I recently attended a 3-day coaching institute, Coaching for Greater Effectiveness, at the Center for Creative Leadership. It was a highly effective learning experience that covered CCL’s process for becoming a successful coach. The workshop focused on their coaching model, RACSR (Relationship, Assessment, Challenge, Support, and Results). We were introduced to each of the components of the model that helps coaches understand, give effective feedback, and help the person being coached move from conversation to action. The institute was organized to include a great deal of practice time in our coaching groups led by an experienced executive coach. The structure was well suited to learning and applying the RACSR model
With respect to giving effective feedback, we were introduced to ten common mistakes coaches generally make when giving feedback.
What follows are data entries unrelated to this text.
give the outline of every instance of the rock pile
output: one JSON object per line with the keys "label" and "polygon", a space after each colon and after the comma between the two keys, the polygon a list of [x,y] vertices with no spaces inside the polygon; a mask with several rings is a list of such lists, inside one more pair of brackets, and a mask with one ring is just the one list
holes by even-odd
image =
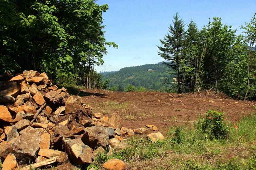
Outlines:
{"label": "rock pile", "polygon": [[[105,149],[111,154],[127,147],[124,137],[146,133],[146,128],[121,127],[118,114],[110,118],[92,113],[81,97],[70,96],[67,89],[52,83],[45,73],[34,71],[0,75],[2,169],[10,166],[18,169],[18,163],[31,162],[36,163],[35,168],[68,160],[77,165],[90,163]],[[158,131],[153,125],[146,126]],[[152,141],[163,138],[158,138],[160,133],[148,135]]]}

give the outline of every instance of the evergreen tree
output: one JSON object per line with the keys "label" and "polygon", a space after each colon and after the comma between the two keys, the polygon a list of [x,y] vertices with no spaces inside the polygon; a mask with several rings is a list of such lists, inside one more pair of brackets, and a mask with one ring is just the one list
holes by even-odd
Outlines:
{"label": "evergreen tree", "polygon": [[160,39],[162,46],[157,46],[161,51],[158,52],[159,55],[165,60],[171,62],[170,63],[164,62],[165,64],[177,71],[178,93],[180,92],[179,67],[183,55],[185,35],[184,22],[182,19],[179,18],[177,12],[173,16],[173,26],[170,24],[169,33],[167,35],[165,35],[163,40]]}

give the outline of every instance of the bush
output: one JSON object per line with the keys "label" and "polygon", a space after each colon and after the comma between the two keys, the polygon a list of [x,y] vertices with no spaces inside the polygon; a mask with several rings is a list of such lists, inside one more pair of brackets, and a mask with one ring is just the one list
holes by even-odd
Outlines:
{"label": "bush", "polygon": [[230,128],[223,119],[226,113],[219,111],[218,109],[209,110],[205,118],[201,117],[197,123],[198,131],[211,139],[226,139],[230,131]]}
The mistakes are:
- the feedback judges individuals not actions (judgment feedback puts people on the defensive)
- the feedback is too vague (the feedback doesn’t guide their actions towards new behaviors to improve)
- the feedback speaks to what others think (leaves people wondering about where the feedback has come from)
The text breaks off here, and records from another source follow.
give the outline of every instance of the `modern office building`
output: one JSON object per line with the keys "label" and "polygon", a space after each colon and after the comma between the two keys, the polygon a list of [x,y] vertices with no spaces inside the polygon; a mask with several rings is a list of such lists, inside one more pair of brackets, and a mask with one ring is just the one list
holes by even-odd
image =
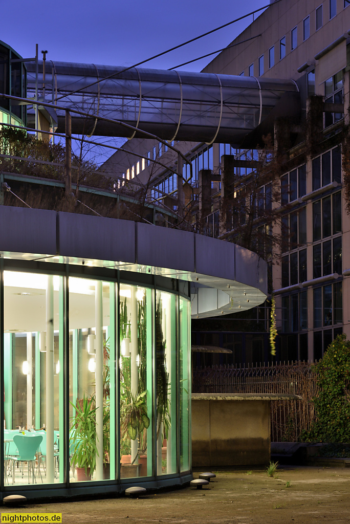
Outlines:
{"label": "modern office building", "polygon": [[[2,133],[26,128],[25,105],[15,102],[29,69],[3,48]],[[6,83],[18,64],[20,92]],[[46,104],[42,137],[52,123]],[[67,163],[33,149],[9,155],[13,144],[1,136],[0,498],[188,483],[191,315],[264,302],[266,263],[233,243],[116,218],[132,199],[113,190],[82,187],[76,200]]]}
{"label": "modern office building", "polygon": [[[253,77],[261,86],[268,79],[290,80],[297,86],[301,101],[298,117],[275,118],[265,130],[275,139],[275,153],[283,155],[278,181],[275,181],[281,193],[279,202],[271,204],[270,186],[266,184],[256,203],[279,208],[281,218],[273,226],[273,234],[282,231],[287,241],[281,247],[280,263],[271,268],[269,291],[275,290],[279,334],[277,358],[314,360],[322,357],[336,334],[350,334],[349,222],[344,186],[348,176],[344,169],[348,169],[350,2],[280,0],[270,4],[203,72]],[[244,95],[243,105],[247,102]],[[240,141],[237,138],[233,135],[226,143],[216,139],[212,144],[175,142],[192,166],[191,178],[189,166],[183,162],[184,178],[194,189],[191,193],[189,185],[183,185],[185,204],[192,200],[193,227],[203,227],[202,217],[206,234],[233,242],[235,223],[222,221],[225,184],[227,188],[234,181],[238,191],[244,187],[256,169],[252,160],[259,159],[257,145],[264,145],[261,134],[250,136],[249,140],[246,136]],[[119,183],[149,181],[150,200],[162,202],[165,209],[177,209],[177,177],[150,161],[163,159],[173,170],[178,160],[173,152],[159,141],[140,138],[133,138],[124,148],[130,154],[116,152],[106,169],[115,172]],[[256,224],[266,225],[261,220]],[[232,234],[227,234],[231,230]],[[268,344],[262,332],[268,329],[268,310],[251,312],[249,317],[239,314],[221,322],[208,320],[205,326],[194,320],[193,336],[197,343],[224,344],[233,350],[232,362],[266,361]]]}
- the feedback that challenges is sandwiched (challenging or negative feedback gets sandwiched between positive feedback and is lost)
- the feedback is exaggerated by generalities (“always” or “never”)
- the feedback projects a motive behind the behaviors witnessed
- the person giving feedback goes on too long (when giving feedback make it specific and concise, focusing on observations you made)
- The feedback is associated with a threat (”if you don’t do this, then this will happen.”)
- the feedback is laced with humor (use humor sparingly)
- the feedback is offered as a question not a statement of observation (questions can be too indirect)
In order to minimize making these mistakes they introduced us to the SBI model for giving feedback. Situation, Behavior, and Impact (SBI) model provides a structure to give feedback that focuses on behavior’s the impact they have on others. SBI is a simple process that provides direct feedback: the person captures and clarifies the situation, describes the specific behaviors and explains the impact of the behaviors. We were able to practice this technique in our coaching groups to great effectiveness. Using the SBI tool can be one way to avoid many of the mistakes coaches make.
Applying the structure of the RACSR model to a coaching relationship helps the coach focus on building the relationship, assessing what the person being coached wants to work on, challenging the person to move deeper into their work, supporting the person throughout the process, and helping the person move from thinking to action. While the coaching cycle doesn’t have to go in that specific order, the model does make sense when you think about helping someone grow.
If you don’t currently use a coaching model, RACSR and SBI are two tools to think about using. At Westminster, we have also been actively engaged in learning and using Elena Aguilar’s Art of Coaching process, as well as her Art of Coaching Teams process for team development. Aguilar describes her coaching model as transformative coaching, built somewhat from Robert Hargrove’s work, Masterful Coaching. At this point in our school’s development, we are trying to blend the best of these different models into our coaching framework. The driver for us is to use coaching as a way to support faculty growth and development.